Predicting risk of future dementia is essential for primary prevention strategies, particularly in the era of novel immunotherapies. However, few studies have developed population-level prediction models using existing routine healthcare data. In this longitudinal retrospective cohort study, we predicted incident dementia using primary and secondary care health records at 5, 10 and 13 years in 144 113 Scottish older adults who were dementia-free prior to 1st April 2009. Gradient-boosting (XGBoost) prediction models were trained on two feature subsets: data-driven (using all 171 extracted variables) and clinically supervised (22 curated variables). We used a random-stratified internal validation set to rank top predictors in each model, assessing performance stratified by age and socioeconomic deprivation. Predictions were stratified into 10 equally sized risk deciles and ranked by response rate. Over 13 years of follow-up, 11 143 (8%) patients developed dementia.
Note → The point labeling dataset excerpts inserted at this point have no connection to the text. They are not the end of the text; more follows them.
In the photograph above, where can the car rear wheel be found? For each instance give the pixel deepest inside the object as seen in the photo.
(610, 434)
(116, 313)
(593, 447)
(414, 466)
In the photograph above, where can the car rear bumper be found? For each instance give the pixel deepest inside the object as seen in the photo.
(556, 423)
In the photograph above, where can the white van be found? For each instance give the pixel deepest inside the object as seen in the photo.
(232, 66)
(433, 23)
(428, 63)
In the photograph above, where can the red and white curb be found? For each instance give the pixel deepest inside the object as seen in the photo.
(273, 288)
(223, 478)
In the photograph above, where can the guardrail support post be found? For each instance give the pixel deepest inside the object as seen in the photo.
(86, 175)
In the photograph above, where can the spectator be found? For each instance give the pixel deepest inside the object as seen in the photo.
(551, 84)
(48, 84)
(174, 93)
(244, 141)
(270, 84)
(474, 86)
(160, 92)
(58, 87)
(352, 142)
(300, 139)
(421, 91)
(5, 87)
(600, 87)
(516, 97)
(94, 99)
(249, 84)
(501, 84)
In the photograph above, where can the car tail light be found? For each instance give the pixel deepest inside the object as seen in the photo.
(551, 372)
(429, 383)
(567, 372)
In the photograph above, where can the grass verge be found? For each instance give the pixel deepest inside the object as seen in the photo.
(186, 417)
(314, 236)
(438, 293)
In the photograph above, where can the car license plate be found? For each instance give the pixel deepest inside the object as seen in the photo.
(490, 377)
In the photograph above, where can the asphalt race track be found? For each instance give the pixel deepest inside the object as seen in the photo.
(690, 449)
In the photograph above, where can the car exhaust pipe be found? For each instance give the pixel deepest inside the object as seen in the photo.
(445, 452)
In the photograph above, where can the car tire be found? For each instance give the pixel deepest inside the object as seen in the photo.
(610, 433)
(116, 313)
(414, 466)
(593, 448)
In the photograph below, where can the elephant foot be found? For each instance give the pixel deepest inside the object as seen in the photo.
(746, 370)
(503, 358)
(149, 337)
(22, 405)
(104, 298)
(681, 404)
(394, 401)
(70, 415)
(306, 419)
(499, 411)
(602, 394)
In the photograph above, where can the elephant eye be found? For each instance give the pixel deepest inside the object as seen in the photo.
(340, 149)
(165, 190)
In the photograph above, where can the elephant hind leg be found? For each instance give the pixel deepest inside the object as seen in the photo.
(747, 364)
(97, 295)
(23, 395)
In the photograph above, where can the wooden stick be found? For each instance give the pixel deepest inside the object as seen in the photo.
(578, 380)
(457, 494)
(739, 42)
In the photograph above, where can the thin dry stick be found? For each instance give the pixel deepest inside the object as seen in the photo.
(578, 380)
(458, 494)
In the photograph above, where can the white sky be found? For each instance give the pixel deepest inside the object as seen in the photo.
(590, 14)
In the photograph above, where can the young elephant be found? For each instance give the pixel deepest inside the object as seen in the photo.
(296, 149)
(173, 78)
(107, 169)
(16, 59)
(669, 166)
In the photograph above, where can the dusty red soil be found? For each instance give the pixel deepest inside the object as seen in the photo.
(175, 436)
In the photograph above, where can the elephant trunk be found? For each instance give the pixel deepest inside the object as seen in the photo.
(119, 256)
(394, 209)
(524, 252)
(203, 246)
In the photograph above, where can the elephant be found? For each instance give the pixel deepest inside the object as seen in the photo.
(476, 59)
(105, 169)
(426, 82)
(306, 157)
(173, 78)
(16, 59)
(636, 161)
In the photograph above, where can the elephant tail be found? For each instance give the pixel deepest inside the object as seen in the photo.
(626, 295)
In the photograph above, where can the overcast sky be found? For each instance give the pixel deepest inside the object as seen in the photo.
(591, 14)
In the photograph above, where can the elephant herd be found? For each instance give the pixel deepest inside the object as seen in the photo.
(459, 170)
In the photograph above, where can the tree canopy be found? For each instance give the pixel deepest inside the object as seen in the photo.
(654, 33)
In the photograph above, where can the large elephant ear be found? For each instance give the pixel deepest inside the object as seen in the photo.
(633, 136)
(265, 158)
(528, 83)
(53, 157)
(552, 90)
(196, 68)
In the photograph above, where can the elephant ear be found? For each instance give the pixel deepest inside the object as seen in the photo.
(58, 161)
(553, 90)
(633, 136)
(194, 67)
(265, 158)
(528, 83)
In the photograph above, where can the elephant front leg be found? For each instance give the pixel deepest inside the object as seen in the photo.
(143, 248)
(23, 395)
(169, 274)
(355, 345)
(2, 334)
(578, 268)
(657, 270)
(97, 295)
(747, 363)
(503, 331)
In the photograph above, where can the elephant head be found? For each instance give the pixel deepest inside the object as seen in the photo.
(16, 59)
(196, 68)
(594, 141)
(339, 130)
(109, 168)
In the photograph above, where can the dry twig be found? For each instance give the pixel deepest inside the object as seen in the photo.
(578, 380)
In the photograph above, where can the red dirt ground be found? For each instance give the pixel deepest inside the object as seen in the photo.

The data-driven models achieved marginally better precision-recall area-under-the-curve scores of 0.18, 0.26 and 0.30 compared to clinically supervised models with scores of 0.17, 0.27 and 0.29 for incident dementia at 5, 10 and 13 years, respectively. The clinically supervised model achieved comparable specificity 0.88 [95% confidence interval (CI) 0.87-0.88] and sensitivity (0.55, 95% CI 0.53-0.57) to the data-driven model for prediction at 13 years. The most important model features were age, deprivation and frailty, measured by a modified electronic frailty index excluding known cognitive deficits. Model precision was consistent across socioeconomic deprivation quintiles but lower in younger-onset (<70 years) dementia cases. At 13 years, dementia was diagnosed in 32% of the population classified as highest risk with 40% of individuals in this group below the age of 80. Personalized estimates of future dementia risk from routinely collected healthcare data could influence risk factor modification and help to target brain imaging and novel immunotherapies in selected individuals with pre-symptomatic disease.
预测未来患痴呆症的风险对于一级预防策略至关重要,尤其是在新型免疫疗法的时代。然而,很少有研究利用现有的常规医疗数据开发出针对整个人口层面的预测模型。在这项纵向回顾性队列研究中,我们利用2009年4月1日之前无痴呆症的144113名苏格兰老年人在5年、10年和13年时的初级和二级医疗健康记录来预测痴呆症的发病情况。梯度提升(XGBoost)预测模型在两个特征子集上进行训练:数据驱动型(使用所有171个提取变量)和临床监督型(22个精选变量)。我们使用随机分层内部验证集对每个模型中的顶级预测因素进行排名,按年龄和社会经济剥夺程度分层评估模型性能。预测结果被分为10个大小相等的风险十分位数,并按响应率进行排名。在13年的随访中,11143名(8%)患者患上了痴呆症。与临床监督型模型相比,数据驱动型模型在5年、10年和13年时预测痴呆症发病的精确召回曲线下面积得分略高,分别为0.18、0.26和0.30,而临床监督型模型的得分分别为0.17、0.27和0.29。临床监督型模型在13年预测时的特异性为0.88[95%置信区间(CI)0.87 - 0.88],敏感性为(0.55,95% CI 0.53 - 0.57),与数据驱动型模型相当。最重要的模型特征是年龄、剥夺程度和虚弱程度,通过排除已知认知缺陷的改良电子虚弱指数来衡量。模型精度在社会经济剥夺程度五分位数中保持一致,但在早发型(<70岁)痴呆症病例中较低。在13年时,被归类为最高风险人群中的32%被诊断患有痴呆症,该组中40%的个体年龄低于80岁。从常规收集的医疗数据中得出的未来痴呆症风险的个性化估计可能会影响风险因素的调整,并有助于在有症状前疾病的特定个体中靶向进行脑成像和新型免疫疗法。